= Dynasphere (vehicle) =

Monowheel vehicle patented in 1930

John Archibald Purves' Dynasphere on the beach, 1932. The driver is his son.

The Dynasphere (sometimes misspelled Dynosphere) is a monowheel vehicle design patented in 1930 by John Archibald Purves FRSE (7 August 1870 – 4 November 1952) from Taunton, Somerset, UK.

Purves' idea for the vehicle was inspired by a sketch made by Leonardo da Vinci.

== Design ==

Two prototypes were initially built: a smaller electrical model, and one with a petrol motor that attained either 2.5 or 6 horsepower depending on the source consulted, using a two-cylinder air-cooled Douglas engine with a three speed gear box, also providing reverse. The Dynasphere model reached top speeds of 25–30 mph. The petrol-powered prototype was 10 ft high and built of iron latticework that weighed 1000 lbs. The next generation version had ten outer hoops, covered with a leather lining, shaped to present a small profile to the ground.

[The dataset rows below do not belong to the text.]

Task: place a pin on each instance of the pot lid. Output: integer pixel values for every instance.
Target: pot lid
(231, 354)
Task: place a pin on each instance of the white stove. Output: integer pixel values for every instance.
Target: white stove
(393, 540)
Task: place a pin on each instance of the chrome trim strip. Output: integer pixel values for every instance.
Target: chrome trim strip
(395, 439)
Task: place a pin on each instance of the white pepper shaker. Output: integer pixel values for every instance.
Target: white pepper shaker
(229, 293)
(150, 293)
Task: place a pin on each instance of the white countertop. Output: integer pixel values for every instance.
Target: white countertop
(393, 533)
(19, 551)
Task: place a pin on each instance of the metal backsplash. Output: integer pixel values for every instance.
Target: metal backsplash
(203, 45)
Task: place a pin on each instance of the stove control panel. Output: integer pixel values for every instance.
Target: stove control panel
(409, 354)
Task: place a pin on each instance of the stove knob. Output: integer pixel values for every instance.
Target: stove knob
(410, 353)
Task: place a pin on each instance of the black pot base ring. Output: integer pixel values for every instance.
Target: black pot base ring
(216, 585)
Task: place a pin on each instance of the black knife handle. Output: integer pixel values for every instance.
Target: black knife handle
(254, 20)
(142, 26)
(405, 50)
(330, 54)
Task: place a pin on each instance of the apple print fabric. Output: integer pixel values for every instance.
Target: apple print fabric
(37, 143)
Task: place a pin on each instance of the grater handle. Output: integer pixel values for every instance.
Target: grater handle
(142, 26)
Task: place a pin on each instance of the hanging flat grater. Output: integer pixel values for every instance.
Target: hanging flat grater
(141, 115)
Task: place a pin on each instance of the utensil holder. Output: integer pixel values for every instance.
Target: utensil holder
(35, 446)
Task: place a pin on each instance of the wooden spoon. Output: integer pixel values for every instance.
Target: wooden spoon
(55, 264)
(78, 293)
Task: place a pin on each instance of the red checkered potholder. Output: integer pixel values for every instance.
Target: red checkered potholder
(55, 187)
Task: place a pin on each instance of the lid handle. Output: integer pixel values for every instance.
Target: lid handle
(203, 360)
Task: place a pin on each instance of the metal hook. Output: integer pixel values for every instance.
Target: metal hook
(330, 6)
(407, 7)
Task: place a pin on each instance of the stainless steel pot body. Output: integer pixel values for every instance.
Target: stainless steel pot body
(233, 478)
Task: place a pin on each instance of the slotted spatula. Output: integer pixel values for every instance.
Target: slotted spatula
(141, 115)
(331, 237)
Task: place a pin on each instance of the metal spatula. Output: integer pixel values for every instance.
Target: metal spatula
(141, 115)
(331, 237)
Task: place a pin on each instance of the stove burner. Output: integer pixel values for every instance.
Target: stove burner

The driver's seat and the motor were part of one unit, mounted with wheels upon the interior rails of the outer hoop. The singular driving seat and motor unit, when powered forward, would thus try to "climb" up the spherical rails, which would cause the lattice cage to roll forward. Steering of the prototype was crude, requiring the driver to lean in the direction sought to travel, though Purves envisioned future models equipped with gears that would shift the inner housing without leaning, thus tipping the Dynasphere in the direction of travel. The later ten-hoop model had a steering wheel engaging such tipping gears, and was captured in a 1932 Pathé newsreel, in which the vehicle's advantages are first described and then demonstrated at the Brooklands motor racing circuit. Beatrice Shilling and the inventor's son C E Purves subjected the model to a road test, which included an attempt to pull it over. A novelty model was later constructed by Purves that could seat eight passengers, the "Dynasphere 8", made specifically for beach use.

== History ==

Purves was optimistic about his invention's prospects. As reported in a 1932 Popular Science magazine article, after a filmed test drive in 1932 on a beach in Weston-super-Mare, Somerset, he stated that the Dynasphere "reduced locomotion to the simplest possible form, with consequent economy of power", and that it was "the high-speed vehicle of the future". An article in the February 1935 issue of Meccano Magazine noted that though the Dynasphere was only at an experimental stage, "it possesses so many advantages that we may eventually see gigantic wheels similar to that shown on our cover running along our highways in as large numbers as motor cars do to-day." According to the 2007 book Crazy Cars, one reason the Dynasphere did not succeed was that "while the [vehicle] could move along just fine, it was almost impossible to steer or brake." Another aspect of the vehicle that received criticism was the phenomenon of "gerbiling"—the tendency when accelerating or braking the vehicle for the independent housing holding the driver within the monowheel to spin within the moving structure.